“Não fazer nada, olhar a grama crescer. Deixar-se levar pelo curso do tempo: fazer um café, tomar um copo d’água…
Fazer de sua vida um domingo.”
(R.B.)
A verdade, na verdade, é que este texto deveria ter ficado pronto em janeiro. Poderia dizer que o ano só começa na terceira semana útil depois do carnaval, mas a verdade é que “peccavi nimis cogitatione verbo, et otium: mea culpa, mea culpa, mea maxima culpa”. Mas, finalmente, depois de tanto adiamento, vão aqui alguns pensamentos embaralhados, um tanto fragmentados, sobre a minha lista preparada para o Prêmio Grampo 2017.
Pois é sob o signo do ócio que inauguro essa nova coluna, voltada para meus textos mais ensainho, enquanto a 1, 2, 3… já continuará sendo em torno do OuBaPo.
“Ousemos ser preguiçosos”, disse o Roland Barthes, certa vez, invocando esse tempo perdido que serve a soltar as lembranças, ou a decantar toda a leitura e paisagem que o olho bebe. Que não é sob o calor do momento que me proponho dar nenhuma análise ou opinião.
Em Bartheman tomo de volta minhas escritas hedonistas, excessivas, quiçá poeminhas, pura exibição de texto e desse ego que busca o puro gozo preguiçoso da leitura.
Desde o primeiro Grampo, sempre me propus a fazer uma lista não apenas minha, mas que abrangesse livros que acho importantes para aquele período. Não apenas no meu gosto pessoal, mas tento escolher, a partir das minhas noções de estética, obras que acredito serem representativas.

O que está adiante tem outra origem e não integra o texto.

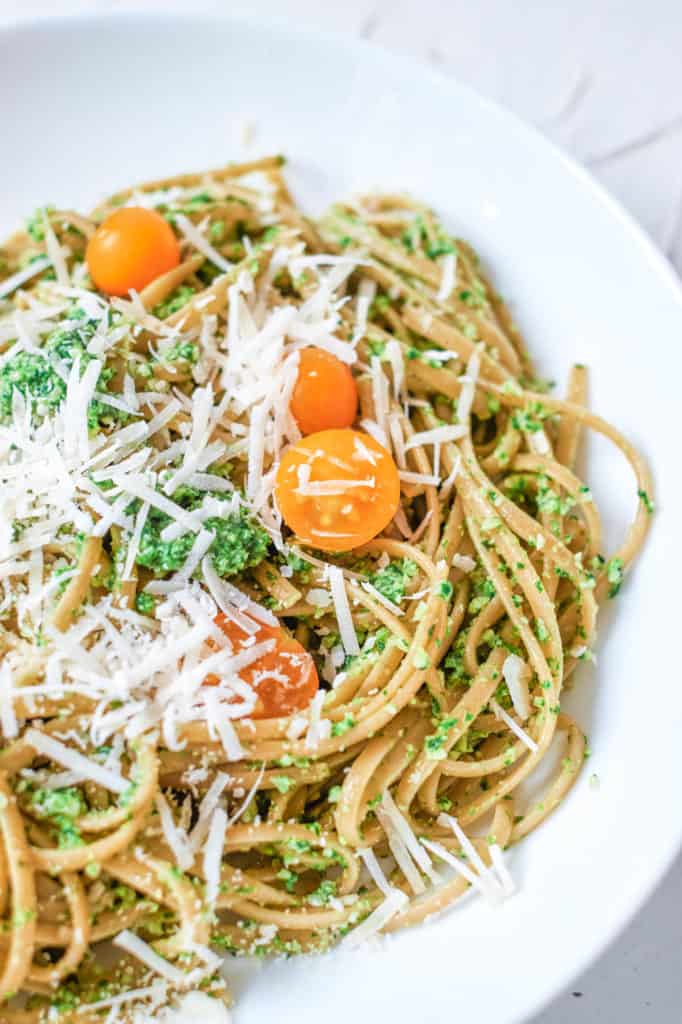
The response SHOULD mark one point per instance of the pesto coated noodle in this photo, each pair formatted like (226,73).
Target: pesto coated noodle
(222,736)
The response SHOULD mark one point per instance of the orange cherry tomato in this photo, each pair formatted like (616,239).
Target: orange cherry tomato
(131,248)
(285,679)
(337,488)
(325,394)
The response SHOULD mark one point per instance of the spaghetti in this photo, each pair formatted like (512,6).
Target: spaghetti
(220,734)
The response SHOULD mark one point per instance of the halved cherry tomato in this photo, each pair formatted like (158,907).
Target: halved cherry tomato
(337,488)
(284,679)
(325,395)
(131,248)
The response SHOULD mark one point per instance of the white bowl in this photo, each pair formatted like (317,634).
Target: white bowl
(97,102)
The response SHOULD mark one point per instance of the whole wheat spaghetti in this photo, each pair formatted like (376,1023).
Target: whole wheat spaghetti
(223,735)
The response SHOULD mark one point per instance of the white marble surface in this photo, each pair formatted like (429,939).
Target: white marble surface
(603,79)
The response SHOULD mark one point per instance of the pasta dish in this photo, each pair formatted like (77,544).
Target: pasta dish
(295,566)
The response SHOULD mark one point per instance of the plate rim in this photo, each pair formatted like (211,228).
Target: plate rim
(76,17)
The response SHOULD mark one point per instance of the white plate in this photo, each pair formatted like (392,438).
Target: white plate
(97,102)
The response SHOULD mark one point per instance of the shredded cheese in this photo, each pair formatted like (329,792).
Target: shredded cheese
(142,951)
(342,610)
(514,726)
(515,673)
(213,854)
(66,756)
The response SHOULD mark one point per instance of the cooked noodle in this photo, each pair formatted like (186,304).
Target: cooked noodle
(126,727)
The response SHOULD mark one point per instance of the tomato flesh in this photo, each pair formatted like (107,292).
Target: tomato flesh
(337,488)
(325,394)
(284,679)
(130,249)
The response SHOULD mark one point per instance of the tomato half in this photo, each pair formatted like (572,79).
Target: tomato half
(325,394)
(284,679)
(131,248)
(337,488)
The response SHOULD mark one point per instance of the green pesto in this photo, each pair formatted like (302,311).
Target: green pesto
(240,543)
(392,581)
(614,573)
(177,298)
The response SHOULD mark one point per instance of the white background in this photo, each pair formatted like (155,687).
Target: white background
(603,79)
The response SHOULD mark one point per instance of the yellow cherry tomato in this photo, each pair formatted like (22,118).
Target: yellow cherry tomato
(130,249)
(337,488)
(325,395)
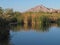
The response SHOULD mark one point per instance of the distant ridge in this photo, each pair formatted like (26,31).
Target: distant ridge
(41,8)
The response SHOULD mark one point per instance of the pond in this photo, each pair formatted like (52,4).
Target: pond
(33,35)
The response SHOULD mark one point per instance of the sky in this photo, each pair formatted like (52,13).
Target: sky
(23,5)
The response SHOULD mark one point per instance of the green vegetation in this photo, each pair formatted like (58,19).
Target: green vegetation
(11,16)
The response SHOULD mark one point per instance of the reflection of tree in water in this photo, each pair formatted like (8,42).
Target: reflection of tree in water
(4,36)
(35,27)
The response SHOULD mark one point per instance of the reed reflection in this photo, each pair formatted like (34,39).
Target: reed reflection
(34,27)
(4,35)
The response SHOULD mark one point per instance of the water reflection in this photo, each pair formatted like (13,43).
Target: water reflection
(34,27)
(4,36)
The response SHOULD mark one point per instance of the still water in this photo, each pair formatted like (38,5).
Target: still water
(33,35)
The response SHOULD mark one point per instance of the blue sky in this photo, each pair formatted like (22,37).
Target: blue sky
(23,5)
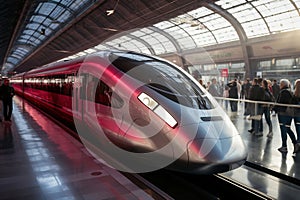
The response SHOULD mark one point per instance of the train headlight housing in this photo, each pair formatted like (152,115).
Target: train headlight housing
(157,109)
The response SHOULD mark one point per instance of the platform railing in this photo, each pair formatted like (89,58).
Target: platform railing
(256,103)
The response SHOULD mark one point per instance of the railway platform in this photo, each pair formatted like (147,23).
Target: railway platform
(39,160)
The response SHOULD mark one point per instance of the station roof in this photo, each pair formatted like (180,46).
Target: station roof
(39,32)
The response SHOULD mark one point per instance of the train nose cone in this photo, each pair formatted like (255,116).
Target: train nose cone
(216,155)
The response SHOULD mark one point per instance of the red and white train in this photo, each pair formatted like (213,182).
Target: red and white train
(140,111)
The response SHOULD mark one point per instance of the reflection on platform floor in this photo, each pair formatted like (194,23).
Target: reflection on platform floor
(263,151)
(39,160)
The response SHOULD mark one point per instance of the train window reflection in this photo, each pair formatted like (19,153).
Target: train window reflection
(165,79)
(99,92)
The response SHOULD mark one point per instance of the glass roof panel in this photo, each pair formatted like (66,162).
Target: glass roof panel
(169,47)
(200,12)
(164,25)
(230,3)
(186,43)
(226,34)
(138,33)
(297,2)
(284,21)
(255,28)
(273,7)
(204,39)
(45,8)
(12,60)
(244,13)
(215,21)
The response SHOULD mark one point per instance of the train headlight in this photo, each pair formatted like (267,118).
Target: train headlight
(157,109)
(147,101)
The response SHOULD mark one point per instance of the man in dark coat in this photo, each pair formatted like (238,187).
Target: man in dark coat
(256,93)
(6,93)
(233,93)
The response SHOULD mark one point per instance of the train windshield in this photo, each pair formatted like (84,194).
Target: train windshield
(163,78)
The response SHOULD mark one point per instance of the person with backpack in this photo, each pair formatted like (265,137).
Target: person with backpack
(296,101)
(268,97)
(284,118)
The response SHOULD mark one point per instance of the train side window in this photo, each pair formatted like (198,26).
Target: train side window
(101,93)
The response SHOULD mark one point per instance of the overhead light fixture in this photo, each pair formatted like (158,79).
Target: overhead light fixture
(110,29)
(43,31)
(111,11)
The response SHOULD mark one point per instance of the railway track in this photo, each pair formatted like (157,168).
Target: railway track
(185,186)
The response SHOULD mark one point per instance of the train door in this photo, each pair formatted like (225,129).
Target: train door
(103,104)
(79,93)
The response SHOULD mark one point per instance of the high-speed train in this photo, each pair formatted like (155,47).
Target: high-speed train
(141,112)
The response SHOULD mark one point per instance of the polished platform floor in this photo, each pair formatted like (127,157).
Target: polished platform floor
(263,152)
(38,161)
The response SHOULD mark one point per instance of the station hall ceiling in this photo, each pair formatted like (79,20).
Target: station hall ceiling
(37,32)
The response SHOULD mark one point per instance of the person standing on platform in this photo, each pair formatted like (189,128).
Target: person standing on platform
(256,93)
(233,93)
(245,91)
(296,100)
(268,97)
(7,92)
(284,119)
(275,91)
(214,88)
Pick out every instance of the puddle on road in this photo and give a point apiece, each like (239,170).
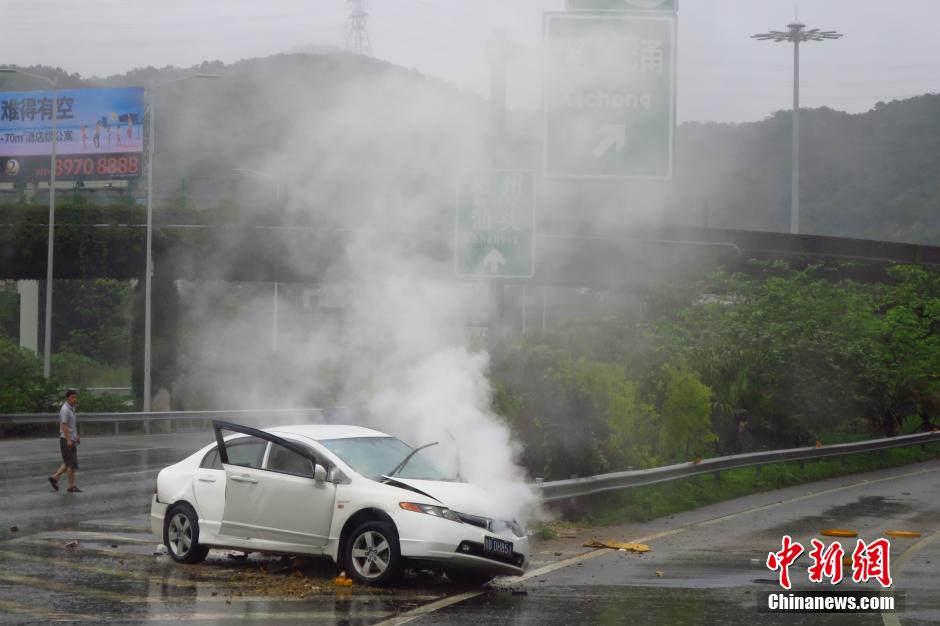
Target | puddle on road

Assim, na minha lista não tem apenas obras publicadas em livro, mas zines, pelo menos um site, editoras diversas, autores conhecidos e outros nem tanto. Diferente do ano passado, não consegui equilibrar autoras e autores.

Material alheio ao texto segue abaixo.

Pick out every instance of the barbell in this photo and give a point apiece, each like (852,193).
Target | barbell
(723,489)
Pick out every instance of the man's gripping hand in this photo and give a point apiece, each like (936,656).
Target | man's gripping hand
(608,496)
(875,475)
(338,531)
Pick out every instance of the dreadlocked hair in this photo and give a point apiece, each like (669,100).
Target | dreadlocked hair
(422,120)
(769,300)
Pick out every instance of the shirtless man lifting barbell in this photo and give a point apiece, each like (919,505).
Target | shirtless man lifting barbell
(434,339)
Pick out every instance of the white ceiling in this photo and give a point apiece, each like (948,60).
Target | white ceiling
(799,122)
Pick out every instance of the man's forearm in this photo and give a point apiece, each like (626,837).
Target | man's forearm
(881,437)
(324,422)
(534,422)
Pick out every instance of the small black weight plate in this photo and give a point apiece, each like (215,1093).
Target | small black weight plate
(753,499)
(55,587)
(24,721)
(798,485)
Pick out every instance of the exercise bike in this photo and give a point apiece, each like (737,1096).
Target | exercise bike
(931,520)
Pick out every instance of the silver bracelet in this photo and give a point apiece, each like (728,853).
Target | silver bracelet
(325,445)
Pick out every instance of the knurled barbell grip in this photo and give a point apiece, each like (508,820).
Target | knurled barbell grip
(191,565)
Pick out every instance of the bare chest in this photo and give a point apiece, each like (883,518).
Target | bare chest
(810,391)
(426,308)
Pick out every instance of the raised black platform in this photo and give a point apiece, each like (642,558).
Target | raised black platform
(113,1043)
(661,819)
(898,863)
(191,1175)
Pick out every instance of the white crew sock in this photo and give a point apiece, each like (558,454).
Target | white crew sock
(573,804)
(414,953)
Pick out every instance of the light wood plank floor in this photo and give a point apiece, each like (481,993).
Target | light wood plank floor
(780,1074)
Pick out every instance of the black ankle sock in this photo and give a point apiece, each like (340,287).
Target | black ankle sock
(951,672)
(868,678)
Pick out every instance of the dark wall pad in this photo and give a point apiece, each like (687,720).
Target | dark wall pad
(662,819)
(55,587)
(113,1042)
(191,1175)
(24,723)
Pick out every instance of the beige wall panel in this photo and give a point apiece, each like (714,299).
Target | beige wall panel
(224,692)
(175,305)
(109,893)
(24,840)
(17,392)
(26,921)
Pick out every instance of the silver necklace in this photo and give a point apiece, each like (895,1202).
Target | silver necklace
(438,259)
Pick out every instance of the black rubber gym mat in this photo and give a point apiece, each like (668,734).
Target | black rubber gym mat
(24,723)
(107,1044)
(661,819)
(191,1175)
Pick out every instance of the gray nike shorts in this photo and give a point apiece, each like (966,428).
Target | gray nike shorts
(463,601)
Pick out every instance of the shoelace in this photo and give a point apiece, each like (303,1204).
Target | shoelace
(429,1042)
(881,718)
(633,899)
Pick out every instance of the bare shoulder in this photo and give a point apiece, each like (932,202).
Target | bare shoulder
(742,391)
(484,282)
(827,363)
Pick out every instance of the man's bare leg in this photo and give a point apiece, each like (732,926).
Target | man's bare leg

1) Ugrito #8 – A mediocrização dos Afetos (Ugra Press), por Fabiane Langona
2) Know-haole #4 (Vibe Tronxa Comix), por Diego Gerlach;
3) Você é um Babaca, Bernardo (Mino), por Alexandre Lourenço;
4) Fixação por Insetos (Antílope), por DW Ribatski;
5) Jane, a Raposa, e Eu (WMF Martins Fontes), por Fanny Britt e Isabelle Arsenault;
6) Hinário Nacional (Veneta), por Marcello Quintanilha;
7) Ultralafa (independente), por Daniel Lafayette;
8) Topografias (Selo Piqui), por Taís Koshino, Julia Balthazar, Bárbara Malagoli, Lovelove6, Mariana Paraizo e Paula Puiupo;
9) Finório (Zarabatana), por Marco Oliveira;
10) Modelo Vivo (Boitempo), por Laerte.
Como participei da ~apuração~ dos votos, pude ser influenciada por todos. Muitos não entraram, mesmo sendo vedete: Desconstruindo Una – sobre o qual ainda pretendo escrever – e o campeão do ano, Buldogma. Não foi para ser do contra, mas é que pude ver os argumentos de meus colegas e pensar melhor sobre o que neles não batia com a minha régua íntima. Sim, porque o primeiro critério é o santo bater com o meu. Buldogma, por exemplo: é um livro completo, no sentido em que articula bem todos os seus elementos, amarra bem a narrativa, mas eu, simplesmente, não consegui percorrê-lo. O apuro referencial excessivo, as marcas, um virtuosismo intelectual interessantíssimo com o qual, por acaso, impliquei. Não vou conseguir me explicar aqui, mas apesar de gostar dos excessos em geral, impliquei desde o início. Talvez pelo hype. O desenho de WW é impressionante, a trama empolga. Mas não bateu. Prometo percorrê-lo com cuidado, Wagner.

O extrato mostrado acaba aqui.